Les salaires impayés de 30.000 travailleurs réglés ce mois

Les salaires impayés de 30.000 travailleurs réglés ce mois

Le Quotidien d’Oran, 19 septembre 2006

Le feuilleton des salaires impayés s’achève avec une bonne nouvelle ! En visite hier à Oran, le ministre de la Participation et de la Promotion de l’investissement, Hamid Temmar, a déclaré que les salaires impayés seront réglés.

«Nous avons pris la décision de régler tous les salaires impayés, a dit M. Temmar au siège devant les cadres du groupe ERCO à Oran. Toutes les entreprises sont concernées, même celles qui sont fermées ». Le ministre n’a donné ni l’échéance ni les modalités de règlement de ces salaires, mais il a laissé entendre que cela se fera avant la fin du mois de septembre. L’UGTA et le gouvernement vont continuer les discussions autour de ce « vieux dossier » qui concerne près de 36.000 travailleurs, selon des sources syndicales. « Les salaires impayés seront réglés avant le 28 septembre. Tout comme la question des augmentations de salaires qui doit être tranchée avant la fin du mois », affirme une source proche du dossier.

Le gouvernement et l’UGTA veulent en effet verser les salaires impayés avec le début du Ramadhan. Les Sociétés de gestion des participations (SGP) ont été «instruites» à payer les arriérés des salaires des 30.000 travailleurs qui n’ont pas touché leurs salaires depuis plusieurs mois, a appris l’APS de l’UGTA.

« Les SGP ont été autorisées par le ministre des Participations et de la Promotion des investissements, M. Abdelhamid Temmar, à procéder à la prise en charge des salaires impayés sur leur propres ressources financières pour payer les travailleurs qui n’ont pas perçu leurs salaires depuis plusieurs mois (entre deux et plus de douze mois), a précisé à l’APS le secrétaire national chargé des relations générales au niveau de l’UGTA, M. Abdelkader Malki. La même source a indiqué que cette instruction a été donnée par le ministre « dans le cadre de la mise en oeuvre des décisions arrêtées lors du conseil interministériel portant sur le traitement des salaires impayés, qui s’est tenu le 12 septembre ». « L’instruction invite les SGP à prendre en charge les arriérés des salaires des entreprises relevant de leurs portefeuilles respectifs, non encore honorés, au 31 août 2006 », ajoute encore M. Malki.

Par ailleurs, il a précisé que les SGP « qui manquent de moyens financiers se doivent de transmettre au ministère des Participations et de la Promotion des investissements les montants qui leurs font défaut, afin de compenser ce manque en organisant une solidarité des SGP disposant d’excédents en ressources propres ».

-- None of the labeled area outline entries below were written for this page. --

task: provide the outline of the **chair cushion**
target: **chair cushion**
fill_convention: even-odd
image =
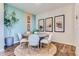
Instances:
[[[20,43],[22,43],[22,42],[28,42],[28,40],[26,38],[22,38]]]
[[[49,43],[49,41],[48,41],[47,39],[43,39],[43,40],[41,40],[41,43],[48,44],[48,43]]]

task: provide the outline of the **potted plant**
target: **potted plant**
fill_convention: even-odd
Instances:
[[[11,46],[14,43],[13,37],[11,36],[11,30],[18,20],[14,11],[11,14],[7,14],[6,11],[4,12],[4,25],[8,29],[8,37],[5,39],[6,46]]]

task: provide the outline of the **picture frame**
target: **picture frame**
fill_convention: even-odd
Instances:
[[[45,31],[53,32],[53,17],[48,17],[45,19]]]
[[[65,32],[65,15],[54,17],[54,32]]]
[[[44,19],[38,20],[38,28],[40,32],[44,32]]]

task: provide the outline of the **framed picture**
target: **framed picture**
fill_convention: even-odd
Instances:
[[[39,19],[38,20],[38,28],[40,32],[44,31],[44,19]]]
[[[45,31],[53,32],[53,17],[49,17],[45,19]]]
[[[54,17],[54,31],[64,32],[65,31],[65,16],[59,15]]]

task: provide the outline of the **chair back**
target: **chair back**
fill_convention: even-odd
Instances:
[[[37,45],[39,45],[39,40],[40,40],[40,38],[36,34],[31,34],[29,36],[29,38],[28,38],[29,45],[31,45],[31,46],[37,46]]]
[[[18,36],[18,40],[22,39],[22,35],[20,33],[17,33],[17,36]]]
[[[49,42],[51,42],[51,40],[52,40],[52,36],[53,36],[53,34],[51,33],[51,34],[49,34],[49,38],[48,38],[48,41]]]

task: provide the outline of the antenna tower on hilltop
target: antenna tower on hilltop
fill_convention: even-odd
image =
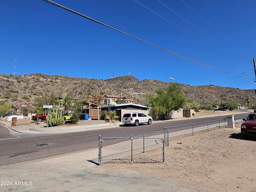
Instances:
[[[15,64],[14,64],[14,75],[15,75],[15,69],[16,68],[16,59],[15,59]]]

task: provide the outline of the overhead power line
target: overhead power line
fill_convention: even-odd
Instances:
[[[101,25],[103,25],[103,26],[106,26],[107,27],[110,28],[110,29],[113,29],[114,30],[116,30],[116,31],[118,31],[118,32],[120,32],[121,33],[122,33],[123,34],[126,35],[127,35],[128,36],[130,36],[131,37],[132,37],[133,38],[136,39],[137,39],[138,40],[139,40],[140,41],[142,41],[142,42],[144,42],[144,43],[147,43],[147,44],[150,44],[150,45],[154,46],[154,47],[156,47],[157,48],[159,48],[160,49],[162,49],[162,50],[164,50],[164,51],[165,51],[167,52],[169,52],[170,53],[171,53],[172,54],[173,54],[174,55],[176,55],[176,56],[178,56],[179,57],[181,57],[181,58],[184,58],[185,59],[186,59],[187,60],[188,60],[189,61],[192,61],[192,62],[194,62],[194,63],[197,63],[197,64],[199,64],[200,65],[202,65],[202,66],[205,66],[206,67],[208,67],[209,68],[211,68],[212,69],[214,69],[215,70],[217,70],[218,71],[220,71],[221,72],[223,72],[224,73],[226,73],[226,74],[229,74],[230,75],[234,75],[234,76],[238,76],[238,77],[241,77],[241,78],[245,78],[245,79],[249,79],[249,80],[254,80],[254,79],[252,78],[247,78],[247,77],[244,77],[243,76],[241,76],[240,75],[236,75],[235,74],[233,74],[230,73],[229,72],[227,72],[226,71],[224,71],[223,70],[221,70],[218,69],[217,68],[216,68],[215,67],[212,67],[212,66],[210,66],[209,65],[206,65],[206,64],[204,64],[203,63],[201,63],[201,62],[199,62],[196,61],[195,60],[193,60],[192,59],[190,59],[190,58],[188,58],[188,57],[185,57],[185,56],[183,56],[183,55],[180,55],[180,54],[178,54],[178,53],[175,53],[174,52],[173,52],[172,51],[170,51],[170,50],[168,50],[166,49],[165,49],[164,48],[163,48],[162,47],[160,47],[159,46],[158,46],[157,45],[155,45],[154,44],[152,44],[151,43],[150,43],[149,42],[148,42],[147,41],[145,41],[144,40],[142,40],[141,39],[140,39],[140,38],[138,38],[138,37],[135,37],[135,36],[132,36],[132,35],[130,35],[130,34],[126,33],[125,32],[123,32],[122,31],[121,31],[121,30],[118,30],[117,29],[114,28],[114,27],[111,27],[111,26],[110,26],[108,25],[107,25],[106,24],[104,24],[103,23],[102,23],[101,22],[99,22],[98,21],[95,20],[95,19],[92,19],[92,18],[91,18],[90,17],[88,17],[87,16],[85,16],[84,15],[83,15],[81,13],[78,13],[78,12],[75,11],[74,11],[73,10],[71,10],[71,9],[70,9],[69,8],[66,7],[65,7],[65,6],[63,6],[62,5],[60,5],[60,4],[58,4],[58,3],[56,3],[55,2],[54,2],[52,1],[51,1],[50,0],[42,0],[44,1],[45,1],[46,2],[47,2],[48,3],[49,3],[50,4],[52,4],[52,5],[55,5],[55,6],[57,6],[58,7],[60,8],[62,8],[63,9],[64,9],[64,10],[66,10],[67,11],[69,11],[70,12],[71,12],[73,13],[74,13],[75,14],[78,15],[79,15],[80,16],[81,16],[82,17],[84,17],[84,18],[86,18],[86,19],[89,19],[89,20],[92,21],[93,21],[94,22],[96,22],[97,23],[98,23],[99,24],[100,24]]]

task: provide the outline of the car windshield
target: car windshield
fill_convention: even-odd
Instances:
[[[124,115],[123,117],[130,117],[131,116],[131,114],[130,113],[126,113]]]
[[[247,117],[247,120],[256,120],[256,114],[255,115],[249,115]]]

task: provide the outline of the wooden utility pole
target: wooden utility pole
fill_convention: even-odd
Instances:
[[[253,57],[253,64],[254,66],[254,74],[255,74],[255,78],[254,79],[254,82],[256,82],[256,66],[255,66],[255,57]]]
[[[255,74],[255,78],[254,82],[256,82],[256,66],[255,65],[255,57],[253,57],[253,65],[254,66],[254,74]],[[256,94],[256,89],[255,89],[255,94]]]

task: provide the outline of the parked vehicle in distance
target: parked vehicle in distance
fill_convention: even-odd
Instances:
[[[134,124],[135,126],[138,126],[142,123],[147,123],[150,125],[152,123],[152,117],[138,112],[127,113],[124,114],[122,121],[126,125]]]
[[[36,121],[36,119],[37,118],[37,115],[33,115],[32,116],[32,120],[34,121]],[[42,121],[46,120],[46,116],[45,115],[45,114],[43,113],[41,115],[39,115],[38,116],[38,121],[39,122],[41,122]]]
[[[243,122],[241,125],[241,133],[243,138],[247,136],[256,136],[256,113],[249,114],[246,119],[243,119]]]

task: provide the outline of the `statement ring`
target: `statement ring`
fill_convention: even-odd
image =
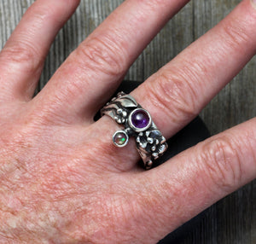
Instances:
[[[102,116],[108,115],[125,127],[123,131],[117,131],[113,134],[113,142],[115,146],[125,147],[129,137],[135,137],[137,149],[145,169],[150,169],[154,161],[166,151],[166,140],[152,121],[149,113],[131,95],[119,92],[106,104],[101,113]]]

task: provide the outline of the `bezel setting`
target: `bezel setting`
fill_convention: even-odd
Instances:
[[[148,125],[145,126],[145,127],[143,127],[143,128],[138,128],[138,127],[136,127],[136,125],[132,123],[132,116],[137,113],[138,111],[143,111],[143,113],[145,113],[147,114],[147,116],[148,117]],[[151,116],[149,114],[149,113],[146,110],[146,109],[143,109],[143,108],[137,108],[137,109],[134,109],[129,115],[129,118],[128,118],[128,123],[129,123],[129,125],[131,126],[131,128],[136,131],[136,132],[142,132],[142,131],[147,131],[152,125],[152,119],[151,119]]]

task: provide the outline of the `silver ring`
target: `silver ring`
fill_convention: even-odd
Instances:
[[[127,145],[129,137],[134,137],[138,153],[148,170],[154,161],[167,149],[166,138],[152,121],[149,113],[143,109],[136,100],[125,92],[119,92],[101,110],[102,116],[108,115],[125,130],[117,131],[113,136],[115,146]]]

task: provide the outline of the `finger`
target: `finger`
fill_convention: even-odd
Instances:
[[[195,117],[255,55],[255,28],[256,9],[242,1],[132,92],[166,137]]]
[[[125,1],[70,55],[38,99],[48,97],[69,119],[92,119],[141,51],[187,2]]]
[[[148,226],[144,229],[154,224],[154,229],[159,230],[154,233],[161,235],[153,237],[148,233],[148,238],[160,239],[255,177],[253,119],[201,142],[143,177],[140,174],[134,179],[140,190],[133,197],[137,196],[141,205],[137,208],[143,213],[146,207]]]
[[[0,55],[1,98],[34,93],[51,43],[79,0],[38,0],[24,15]]]

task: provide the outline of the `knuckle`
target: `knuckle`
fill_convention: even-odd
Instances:
[[[183,75],[163,73],[148,89],[151,102],[168,117],[188,119],[197,114],[196,90]]]
[[[107,75],[119,77],[126,72],[126,51],[118,41],[108,35],[94,37],[75,51],[76,61],[82,67]]]
[[[200,161],[203,163],[205,176],[213,183],[213,188],[230,192],[241,178],[241,162],[238,147],[230,138],[218,137],[202,148]]]
[[[240,52],[246,49],[244,44],[251,40],[247,33],[247,28],[242,26],[245,23],[231,20],[228,25],[224,26],[224,38],[226,40],[227,45]]]
[[[5,47],[1,52],[4,62],[22,66],[24,72],[34,72],[42,67],[43,62],[38,59],[38,52],[28,42],[15,43]]]

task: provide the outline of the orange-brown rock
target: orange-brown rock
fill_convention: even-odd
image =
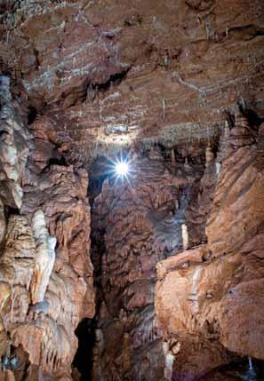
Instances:
[[[208,243],[157,265],[158,325],[165,341],[180,344],[173,359],[177,380],[227,363],[231,353],[264,359],[263,152],[250,135],[237,135],[241,118],[233,127],[241,144],[229,133],[230,155],[206,222]]]

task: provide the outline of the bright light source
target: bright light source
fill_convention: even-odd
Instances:
[[[126,176],[129,172],[128,163],[125,162],[117,162],[115,166],[115,171],[117,176]]]

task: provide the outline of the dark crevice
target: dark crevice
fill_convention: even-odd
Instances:
[[[92,381],[92,348],[95,344],[93,321],[84,319],[76,329],[78,337],[78,349],[73,361],[73,366],[81,374],[80,381]]]
[[[32,124],[37,115],[36,108],[35,108],[33,106],[28,106],[28,124]]]
[[[106,91],[111,86],[118,86],[121,82],[126,77],[130,68],[126,68],[119,73],[113,74],[109,76],[107,82],[103,83],[92,83],[92,87],[98,91]]]
[[[61,157],[52,157],[49,162],[47,167],[51,167],[52,165],[60,165],[62,167],[67,167],[67,163],[64,156]]]

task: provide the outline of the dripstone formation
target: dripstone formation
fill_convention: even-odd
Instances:
[[[263,26],[0,2],[0,381],[262,379]]]

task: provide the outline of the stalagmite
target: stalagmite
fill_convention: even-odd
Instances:
[[[31,282],[32,303],[42,302],[55,261],[56,238],[48,234],[42,210],[33,217],[33,234],[36,243],[36,267]]]
[[[181,225],[182,247],[186,250],[188,248],[188,234],[185,224]]]

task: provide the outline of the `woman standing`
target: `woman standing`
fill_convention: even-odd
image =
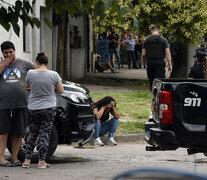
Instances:
[[[44,52],[37,55],[35,70],[30,70],[25,78],[25,86],[30,90],[29,129],[26,144],[25,161],[22,167],[29,168],[32,152],[39,136],[39,162],[38,168],[48,168],[45,162],[49,145],[50,133],[56,116],[56,94],[64,92],[61,78],[55,71],[47,69],[48,57]]]
[[[127,46],[128,69],[131,69],[131,63],[134,69],[138,69],[134,56],[134,46],[136,44],[136,40],[133,38],[133,34],[129,34],[129,39],[123,41],[122,44]]]
[[[106,96],[93,105],[93,113],[96,115],[97,122],[95,125],[94,144],[96,146],[103,146],[100,136],[108,134],[108,144],[115,146],[116,141],[113,139],[113,135],[116,132],[119,124],[120,114],[116,109],[116,102],[111,96]],[[113,118],[109,119],[109,114]]]
[[[124,32],[121,35],[121,44],[120,44],[120,50],[119,50],[119,54],[120,54],[120,61],[121,61],[121,67],[124,67],[124,64],[127,64],[127,49],[126,49],[126,45],[122,44],[123,41],[127,40],[127,32]]]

Le problème des salaires impayés a commencé à se poser depuis le lancement, au milieu des années 90, des restructurations massives du secteur public économique. Cette opération a mis au chômage des centaines de milliers de travailleurs et conduit à la fermeture de dizaines d’entreprises. Souvent, les entreprises publiques, complètement déstructurées, sont mises en faillite avec des dettes colossales. Les opérations de liquidation qui ont suivi n’ont pas privilégié le paiement des salaires impayés. D’autres entreprises publiques ont accumulé les difficultés financières, faute d’argent, et se sont retrouvées incapables de payer les salaires de leurs employés. Pour certaines grandes entreprises publiques qui emploient des milliers de travailleurs, le gouvernement est intervenu à plusieurs reprises au niveau des banques pour le paiement des salaires de leurs travailleurs. Pour les plus petites, cela n’a pas été le cas ! A maintes reprises, l’UGTA est revenue à la charge pour obtenir le paiement des salaires impayés, mais le gouvernement a toujours refusé, faute d’argent. Toutefois, la récente flambée des prix du pétrole a rempli les caisses de l’Etat. Avec plus de 65 milliards de réserve de change, le gouvernement peut régler les salaires impayés des entreprises publiques et calmer le front social.